Fidèle à lui-même, il n'a montré aucune émotion : Pierre Suard, ancien président d'Alcatel Alsthom entre 1986 et 1995, a été blanchi hier par le Tribunal correctionnel d'Evry de toute accusation dans une sombre affaire de témoin. Imperturbable, celui qu'on avait appelé "l'homme le plus puissant de France" a quitté le tribunal sans faire de commentaire, estimant seulement que cette décision n'était pas "heureuse mais normale". C'est pourtant cette petite affaire qui est à l'origine de sa déchéance, alors qu'il avait fait de sa société un des plus grands groupes d'Europe. En 1994, Denis Gazeau, l'ancien chef comptable de la filiale Alcatel-CIT dénonce des pratiques qui seraient frauduleuses, selon lui, dans la société. Entre autres, Alcatel aurait surfacturé volontairement plus d'un milliard de francs de l'époque à France Télécom ! C'est cette affaire qui sera directement à l'origine du départ de Pierre Suard. Dix ans après, l'enquête n'est toujours pas bouclée.

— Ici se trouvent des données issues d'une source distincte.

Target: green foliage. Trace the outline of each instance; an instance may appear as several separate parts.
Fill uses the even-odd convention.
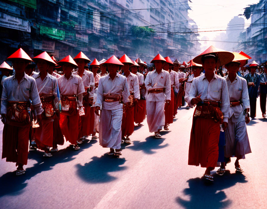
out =
[[[150,37],[155,32],[154,29],[148,27],[133,26],[132,27],[132,33],[138,38],[144,38]]]
[[[67,30],[73,29],[75,26],[75,23],[74,21],[70,20],[69,21],[63,21],[60,22],[60,25],[62,28]]]

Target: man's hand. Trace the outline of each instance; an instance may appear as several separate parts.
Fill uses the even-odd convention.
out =
[[[95,110],[94,110],[94,113],[96,114],[98,116],[99,116],[100,115],[99,114],[99,110],[100,110],[100,107],[99,106],[97,106],[95,107]]]
[[[191,104],[192,105],[196,104],[200,102],[201,102],[201,101],[202,101],[202,100],[200,98],[200,96],[201,96],[201,95],[199,95],[196,97],[193,98],[191,99]]]
[[[36,116],[37,118],[37,123],[39,123],[42,120],[42,117],[41,116],[41,114],[37,115]]]
[[[167,106],[168,106],[170,104],[170,99],[167,99],[166,100],[166,104]]]
[[[228,123],[227,122],[223,122],[223,124],[222,124],[223,126],[223,130],[225,131],[228,126]]]
[[[1,120],[3,124],[5,124],[7,122],[7,114],[1,114]]]

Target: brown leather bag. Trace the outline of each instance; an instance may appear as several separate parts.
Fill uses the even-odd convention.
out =
[[[73,115],[77,114],[77,99],[72,96],[61,95],[61,114]]]
[[[54,104],[55,98],[53,94],[47,95],[40,97],[43,109],[44,110],[42,114],[46,118],[51,118],[55,113]]]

En revanche, Denis Gazeau avait accusé directement Pierre Suard d'avoir tenté de faire pression sur lui en le faisant suivre et surveiller pendant plus d'un mois. L'ancien président n'a pas nié, expliquant à l'audience en mai dernier une histoire rocambolesque d'espionnage technologique mettant en cause Erikson, à l'époque concurrent direct d'Alcatel, pour fabriquer des téléphones portables.

Finalement, les juges ont préféré renvoyer tout le monde dos à dos en prononçant la relaxe pour Pierre Suard et les trois autres personnes qui étaient renvoyées avec lui.